Dicho ésto, una de las novedades que presenta esta ley es la posibilidad de que un nacional no-filipino, previo registro en la Comisión Nacional de Bolsa y del Mercado de Valores (SEC), o en el Ministerio de Comercio e Industria (DTI), según proceda, pueda
invertir en una sociedad filipina hasta el 100% de su capital, sin que en principio ni la SEC, ni tampoco el DTI, puedan imponer limitación alguna a esta propiedad extranjera, salvo, claro, en  circunstancias excepcionales previstas en la propia ley. Igualmente, un nacional no-filipino podrá acceder a los incentivos establecidos legalmente, una vez que se haya registrado en la Junta de Inversiones (BOI), y ésta haya evaluado la solicitud de registro de acuerdo con los criterios establecidos en el Código Omnibus de Inversiones (Executive Order Nº 226).

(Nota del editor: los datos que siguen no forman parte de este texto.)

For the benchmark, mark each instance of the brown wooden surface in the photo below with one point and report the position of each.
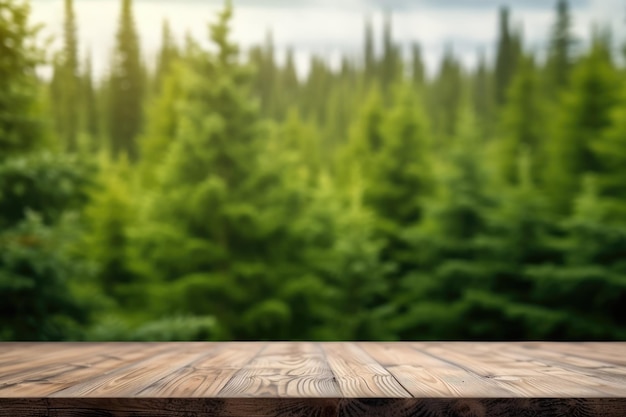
(430, 379)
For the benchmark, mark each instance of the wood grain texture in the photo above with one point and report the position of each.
(416, 379)
(284, 370)
(529, 380)
(359, 375)
(424, 375)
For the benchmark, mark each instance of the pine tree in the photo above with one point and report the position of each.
(560, 59)
(523, 127)
(506, 57)
(91, 108)
(167, 55)
(126, 88)
(391, 65)
(369, 53)
(585, 115)
(446, 95)
(20, 120)
(215, 231)
(37, 272)
(66, 84)
(418, 73)
(483, 99)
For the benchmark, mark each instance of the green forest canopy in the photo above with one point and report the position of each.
(214, 195)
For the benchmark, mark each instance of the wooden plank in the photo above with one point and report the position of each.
(207, 375)
(525, 380)
(284, 370)
(485, 407)
(359, 375)
(311, 407)
(425, 376)
(611, 352)
(601, 376)
(73, 366)
(132, 379)
(41, 355)
(170, 407)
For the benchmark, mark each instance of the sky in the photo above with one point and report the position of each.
(331, 27)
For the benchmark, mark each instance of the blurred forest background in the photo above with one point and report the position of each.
(215, 195)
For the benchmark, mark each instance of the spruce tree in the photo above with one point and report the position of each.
(523, 126)
(167, 55)
(20, 120)
(506, 57)
(90, 105)
(560, 59)
(126, 87)
(66, 84)
(585, 115)
(418, 72)
(369, 53)
(37, 190)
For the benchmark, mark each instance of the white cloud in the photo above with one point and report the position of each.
(322, 27)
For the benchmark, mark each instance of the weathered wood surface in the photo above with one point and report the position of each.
(339, 379)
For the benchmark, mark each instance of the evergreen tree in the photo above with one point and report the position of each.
(483, 99)
(91, 108)
(391, 62)
(418, 72)
(586, 114)
(506, 56)
(66, 84)
(226, 233)
(560, 57)
(446, 95)
(523, 128)
(369, 52)
(167, 55)
(126, 88)
(20, 120)
(37, 192)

Un caso interesante a subrayar es el de las
micro y pequeñas empresas con un capital desembolsado inferior a USD 200.000, que, en principio, están reservadas a nacionales filipinos, a no ser que: a) desarrollen tecnología avanzada conforme a los parámetros establecidos por el Ministerio de Ciencia y Tecnología (DST); b) sean consideradas como «start-ups» con arreglo a lo previsto en la ley reguladora de este tipo de sociedades (Republic Act Nº 1137); o una mayoría de sus empleados directos sean filipinos, siempre que su número no sea inferior a quince. En este caso, se permite a los nacionales no-filipinos detentar un porcentaje del capital desembolsado equivalente a USD 100.000, exigiendo, eso sí, que si emplean trabajadores extranjeros y disfrutan de incentivos fiscales, aseguren la transferencia de tecnología a los empleados filipinos.


Por último, esta ley, remitiéndose a lo regulado en el Código Omnibus de Inversiones, no descuida la importancia de la
protección de la inversión extranjera, que comprende no sólo la repatriación de dividendos, sino también el amparo ante cualquier expropiación, entre otras garantías. Ni tampoco los incentivos, que pueden ser de carácter fiscal, como la exención temporal de impuestos, la exención de impuestos y aranceles sobre bienes de equipo importados o créditos fiscales; o no fiscal, como el empleo de trabajadores extranjeros o la simplificación de procedimientos aduaneros. En este contexto, hay que destacar  los incentivos destinados a favorecer la inversión en áreas  determinadas por el Plan de Inversiones Prioritarias, o a promover la apertura de Oficinas Regionales por parte de empresas multinacionales.